Ce soir à la TV : inédit, ce film est considéré comme le "meilleur de tous les temps"

Ce soir à la TV : inédit, ce film est considéré comme le "meilleur de tous les temps"

Ce soir, Arte diffuse "Jeanne Dielman, 23, quai du Commerce, 1080 Bruxelles", un chef-d'œuvre de Chantal Akerman élu "meilleur film de tous les temps" par la revue britannique Sight and Sound en 2022. Une occasion rare de découvrir cette œuvre majeure du cinéma.

Un portrait radical du quotidien féminin

Réalisé en 1975 par Chantal Akerman, Jeanne Dielman, 23, quai du Commerce, 1080 Bruxelles est une immersion totale dans le quotidien de Jeanne Dielman, une femme veuve et mère d’un adolescent, incarnée avec une intensité remarquable par Delphine Seyrig. Jeanne mène une vie qui semble monotone et réglée comme du papier à musique : elle fait le ménage, cuisine, et reçoit des clients occasionnels, vendant ses services pour subvenir aux besoins de son foyer.

Sur près de 3 heures et 20 minutes, le film déploie une narration lente et dépouillée, s’attardant sur chaque geste de Jeanne. La caméra, souvent statique, capte avec une précision presque hypnotique les rituels domestiques et les micro-détails de son existence. Mais derrière cette façade d’apparente normalité, le film instille une tension insidieuse. La répétition devient étouffante, et les failles du personnage se dévoilent peu à peu, jusqu’à un basculement final déconcertant.

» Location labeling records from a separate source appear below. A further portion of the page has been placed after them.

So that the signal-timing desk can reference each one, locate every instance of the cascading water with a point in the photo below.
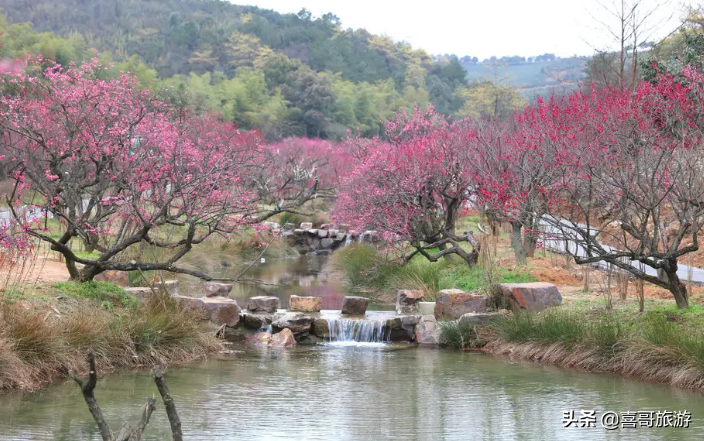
(359, 331)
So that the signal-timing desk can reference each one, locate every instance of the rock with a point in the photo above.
(397, 331)
(297, 322)
(221, 311)
(354, 305)
(256, 321)
(306, 303)
(170, 286)
(260, 340)
(451, 304)
(263, 304)
(427, 331)
(320, 328)
(407, 301)
(283, 339)
(139, 292)
(212, 289)
(534, 297)
(479, 318)
(119, 278)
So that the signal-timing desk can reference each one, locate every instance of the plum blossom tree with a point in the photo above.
(118, 168)
(412, 187)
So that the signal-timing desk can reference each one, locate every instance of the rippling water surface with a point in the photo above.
(355, 392)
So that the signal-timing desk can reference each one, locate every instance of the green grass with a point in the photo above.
(366, 269)
(107, 293)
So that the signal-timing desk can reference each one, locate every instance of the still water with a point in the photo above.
(349, 392)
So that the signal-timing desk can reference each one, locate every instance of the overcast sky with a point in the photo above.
(480, 28)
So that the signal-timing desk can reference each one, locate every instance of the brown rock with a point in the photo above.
(320, 328)
(212, 289)
(451, 304)
(266, 304)
(283, 339)
(305, 303)
(534, 297)
(256, 321)
(354, 305)
(427, 331)
(407, 301)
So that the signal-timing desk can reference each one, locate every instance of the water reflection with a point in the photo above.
(352, 393)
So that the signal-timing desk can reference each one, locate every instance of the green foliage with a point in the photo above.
(105, 292)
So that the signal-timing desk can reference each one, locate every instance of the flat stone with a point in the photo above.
(452, 304)
(256, 321)
(221, 311)
(427, 331)
(140, 292)
(267, 304)
(479, 318)
(354, 305)
(119, 278)
(297, 322)
(283, 339)
(306, 303)
(534, 297)
(407, 301)
(170, 286)
(212, 289)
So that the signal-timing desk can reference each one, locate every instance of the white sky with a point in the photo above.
(481, 28)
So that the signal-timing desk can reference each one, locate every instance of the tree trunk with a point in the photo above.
(517, 244)
(678, 289)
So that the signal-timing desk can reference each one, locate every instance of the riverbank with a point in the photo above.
(45, 331)
(662, 345)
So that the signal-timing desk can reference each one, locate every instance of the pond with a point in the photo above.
(356, 392)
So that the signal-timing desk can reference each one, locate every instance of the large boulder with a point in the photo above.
(306, 303)
(451, 304)
(407, 301)
(212, 289)
(283, 339)
(427, 331)
(170, 286)
(266, 304)
(256, 321)
(480, 318)
(297, 322)
(119, 278)
(534, 297)
(353, 305)
(221, 311)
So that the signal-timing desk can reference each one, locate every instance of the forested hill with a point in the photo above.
(286, 74)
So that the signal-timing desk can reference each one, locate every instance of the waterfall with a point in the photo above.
(364, 331)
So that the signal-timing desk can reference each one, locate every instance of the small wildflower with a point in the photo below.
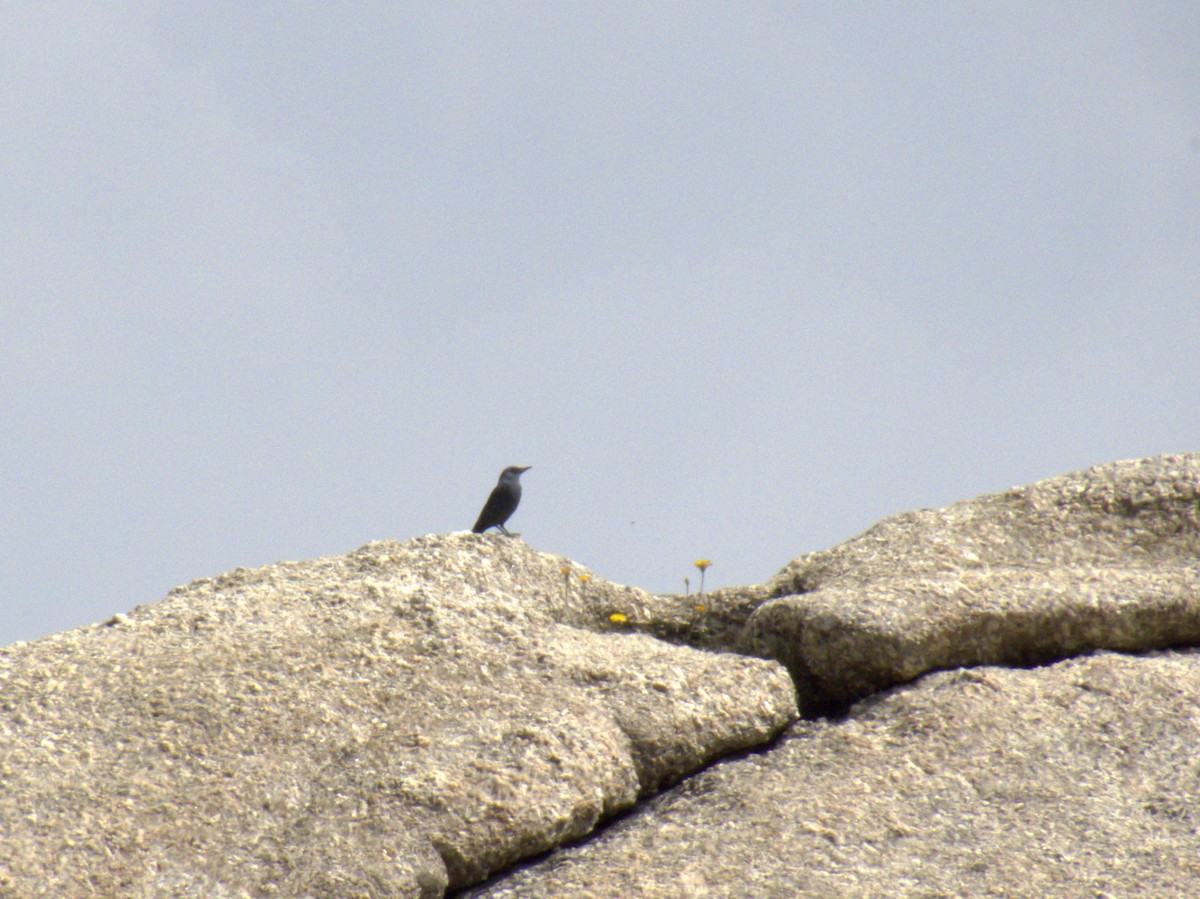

Chantal Akerman, à seulement 25 ans lors de la réalisation, révolutionne la manière de représenter la vie quotidienne des femmes au cinéma. À travers ce film, elle fait une critique implicite de l’aliénation domestique et de la solitude. Le spectateur, placé dans une posture d’observateur minutieux, est invité à reconsidérer l’importance des gestes les plus banals et leur impact psychologique.

Pourquoi ce film est-il considéré comme le meilleur de tous les temps ?

Bien que salué lors de sa sortie, notamment au Festival de Cannes (présenté à la Quinzaine des réalisateurs), Jeanne Dielman n’a pas immédiatement acquis la notoriété dont il jouit aujourd’hui. Ce n’est qu’en décembre 2022 que ce long-métrage a été élu "meilleur film de tous les temps" par la prestigieuse revue britannique Sight and Sound. Cette distinction est d’autant plus significative qu’elle détrône des œuvres considérées comme intouchables, comme Citizen Kane ou Vertigo.

Ce sacre repose sur plusieurs raisons. D’une part, Jeanne Dielman incarne une rupture radicale avec les codes narratifs traditionnels. Son approche minimaliste et expérimentale, où l’intrigue classique laisse place à une observation presque documentaire, a influencé de nombreux cinéastes contemporains, comme Gus Van Sant, Sofia Coppola ou encore Todd Haynes. D’autre part, il est l’un des premiers films à placer au centre de son récit une femme ordinaire, dont la vie est dépeinte avec une telle minutie qu’elle devient universelle.

Pour les critiques et cinéastes ayant voté, cette œuvre représente aussi un tournant féministe dans l’histoire du cinéma, en donnant une visibilité aux préoccupations des femmes, souvent absentes des récits dominés par des figures masculines héroïques ou charismatiques. Ce film montre une héroïne du quotidien, dont les luttes intérieures sont amplifiées par la routine oppressante qu’elle subit.

Une œuvre marquante, mais exigeante

Il faut reconnaître que Jeanne Dielman n’est pas un film accessible à tous. Sa durée, son rythme lent et son esthétique austère peuvent dérouter les spectateurs habitués à des récits plus dynamiques. Pourtant, c’est précisément ce caractère expérimental qui en fait une œuvre unique. Chantal Akerman ne cherche pas à divertir, mais à provoquer une réflexion profonde sur le temps, la répétition et la condition humaine.

La performance de Delphine Seyrig est essentielle à l’impact du film. Son jeu tout en retenue, où chaque geste semble calculé, capte parfaitement la dichotomie entre l’apparence contrôlée de Jeanne et le tumulte intérieur qui la ronge. Avec Jeanne Dielman, Seyrig livre l’une des performances les plus marquantes de sa carrière, inscrivant son nom parmi les grandes figures du cinéma d’auteur.